Cells were grown overnight in minimal medium to mid-log phase. Cells were resuspended in fresh medium at a density of 1 A600/ml and incubated at room temperature for 10 min before pulse-labeling with Expre35S35S (0.4 mCi/A600 cells) (PerkinElmer Life Sciences). Cells were labeled for 5 min before chase with an equal volume of synthetic complete (SC) medium supplemented with 20 mm methionine and cysteine. At various times of chase, aliquots were removed and added to 10 mm azide on ice. Lysate was prepared by vortexing with glass beads (27), and immunoprecipitations were normalized to acid-precipitable cpm. Immunoprecipitations with anti-Pma1, anti-carboxypeptidase Y (CPY, Rockland Immunochemicals), or anti-carboxypeptidase S (CPS, Scott Emr, Cornell University) antibodies were analyzed by SDS-PAGE and fluorography.

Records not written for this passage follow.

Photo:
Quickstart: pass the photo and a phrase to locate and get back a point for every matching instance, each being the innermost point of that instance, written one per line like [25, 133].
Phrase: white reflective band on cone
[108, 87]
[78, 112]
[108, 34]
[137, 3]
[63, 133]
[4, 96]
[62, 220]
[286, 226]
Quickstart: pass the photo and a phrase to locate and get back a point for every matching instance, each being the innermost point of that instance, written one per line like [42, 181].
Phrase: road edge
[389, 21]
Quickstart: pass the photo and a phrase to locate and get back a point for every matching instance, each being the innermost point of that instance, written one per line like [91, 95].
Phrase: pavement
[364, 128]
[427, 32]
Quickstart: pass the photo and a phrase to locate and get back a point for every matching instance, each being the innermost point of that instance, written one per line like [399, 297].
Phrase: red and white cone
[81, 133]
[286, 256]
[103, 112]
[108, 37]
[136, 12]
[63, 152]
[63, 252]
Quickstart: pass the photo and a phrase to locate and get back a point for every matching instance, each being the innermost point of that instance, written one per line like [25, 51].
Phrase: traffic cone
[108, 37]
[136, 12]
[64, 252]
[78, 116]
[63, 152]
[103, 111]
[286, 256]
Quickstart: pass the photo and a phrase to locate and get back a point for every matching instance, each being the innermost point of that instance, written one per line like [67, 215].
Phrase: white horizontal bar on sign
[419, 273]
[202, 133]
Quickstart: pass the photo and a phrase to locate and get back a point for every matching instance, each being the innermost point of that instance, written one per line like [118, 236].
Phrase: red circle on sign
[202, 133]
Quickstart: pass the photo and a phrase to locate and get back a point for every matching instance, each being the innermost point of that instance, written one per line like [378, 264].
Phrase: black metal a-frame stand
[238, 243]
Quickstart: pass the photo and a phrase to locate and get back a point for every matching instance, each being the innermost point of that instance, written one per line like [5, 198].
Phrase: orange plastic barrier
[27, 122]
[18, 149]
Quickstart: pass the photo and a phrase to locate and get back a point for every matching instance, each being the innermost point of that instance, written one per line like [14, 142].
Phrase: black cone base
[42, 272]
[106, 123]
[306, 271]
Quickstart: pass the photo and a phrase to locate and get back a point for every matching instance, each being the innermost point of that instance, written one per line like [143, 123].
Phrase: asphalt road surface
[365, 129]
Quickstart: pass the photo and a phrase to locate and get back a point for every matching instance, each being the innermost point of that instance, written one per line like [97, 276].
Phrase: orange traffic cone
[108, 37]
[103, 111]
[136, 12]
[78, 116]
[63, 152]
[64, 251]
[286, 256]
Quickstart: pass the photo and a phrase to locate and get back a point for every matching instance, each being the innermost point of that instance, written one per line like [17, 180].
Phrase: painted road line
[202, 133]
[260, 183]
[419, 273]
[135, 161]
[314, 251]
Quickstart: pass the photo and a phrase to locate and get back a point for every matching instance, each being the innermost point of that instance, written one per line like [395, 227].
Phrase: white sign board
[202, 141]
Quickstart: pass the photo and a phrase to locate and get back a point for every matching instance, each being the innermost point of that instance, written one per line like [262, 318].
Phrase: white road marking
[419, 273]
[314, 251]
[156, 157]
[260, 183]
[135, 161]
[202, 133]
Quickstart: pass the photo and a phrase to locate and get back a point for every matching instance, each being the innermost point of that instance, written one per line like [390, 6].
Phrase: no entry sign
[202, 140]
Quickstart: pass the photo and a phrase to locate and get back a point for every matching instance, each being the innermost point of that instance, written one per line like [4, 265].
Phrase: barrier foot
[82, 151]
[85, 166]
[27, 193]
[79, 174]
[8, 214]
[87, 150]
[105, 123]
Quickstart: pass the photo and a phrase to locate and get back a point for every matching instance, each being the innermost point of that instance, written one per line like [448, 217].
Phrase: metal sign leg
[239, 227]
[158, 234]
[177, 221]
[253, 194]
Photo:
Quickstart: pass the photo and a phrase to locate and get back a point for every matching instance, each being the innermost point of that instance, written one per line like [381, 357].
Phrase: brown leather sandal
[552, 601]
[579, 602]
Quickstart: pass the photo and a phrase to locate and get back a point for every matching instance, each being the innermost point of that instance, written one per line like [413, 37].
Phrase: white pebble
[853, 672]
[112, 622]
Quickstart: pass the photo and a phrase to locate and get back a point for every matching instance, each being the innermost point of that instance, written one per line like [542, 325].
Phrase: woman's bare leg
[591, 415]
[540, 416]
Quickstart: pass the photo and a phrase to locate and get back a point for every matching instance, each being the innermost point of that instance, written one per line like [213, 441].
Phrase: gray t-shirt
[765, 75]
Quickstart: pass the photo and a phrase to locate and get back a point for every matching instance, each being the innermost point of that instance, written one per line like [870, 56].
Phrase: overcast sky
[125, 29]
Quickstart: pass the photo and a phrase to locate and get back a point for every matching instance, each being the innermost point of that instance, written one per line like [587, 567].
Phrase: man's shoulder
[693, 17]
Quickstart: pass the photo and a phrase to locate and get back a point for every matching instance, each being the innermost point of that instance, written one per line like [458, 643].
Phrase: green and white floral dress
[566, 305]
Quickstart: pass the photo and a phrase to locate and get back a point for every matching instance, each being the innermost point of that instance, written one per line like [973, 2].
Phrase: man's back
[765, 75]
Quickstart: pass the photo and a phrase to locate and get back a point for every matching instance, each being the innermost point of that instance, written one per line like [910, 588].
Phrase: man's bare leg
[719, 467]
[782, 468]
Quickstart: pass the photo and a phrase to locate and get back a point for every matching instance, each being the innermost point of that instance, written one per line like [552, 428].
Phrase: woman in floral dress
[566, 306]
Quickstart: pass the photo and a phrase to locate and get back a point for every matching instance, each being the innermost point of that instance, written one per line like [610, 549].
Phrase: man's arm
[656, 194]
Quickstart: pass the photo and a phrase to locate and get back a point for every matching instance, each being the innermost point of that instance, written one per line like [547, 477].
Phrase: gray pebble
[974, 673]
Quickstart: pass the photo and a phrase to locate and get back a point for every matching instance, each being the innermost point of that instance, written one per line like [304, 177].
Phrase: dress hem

Cells bearing GFP constructs were grown to mid-log in SC medium, harvested, and visualized with an Olympus fluorescence microscope equipped with a fluorescein isothiocyanate (FITC) filter. For indirect immunofluorescence staining, cells were fixed, permeabilized, and stained with monoclonal anti-HA (Covance) and CY3-conjuncated secondary antibody (Jackson ImmunoResearch), as described previously (29); fluorescence was visualized with a Texas Red filter. Fluorescence and differential interference contrast (DIC) images were collected with a Hamamatsu Orca CCD camera.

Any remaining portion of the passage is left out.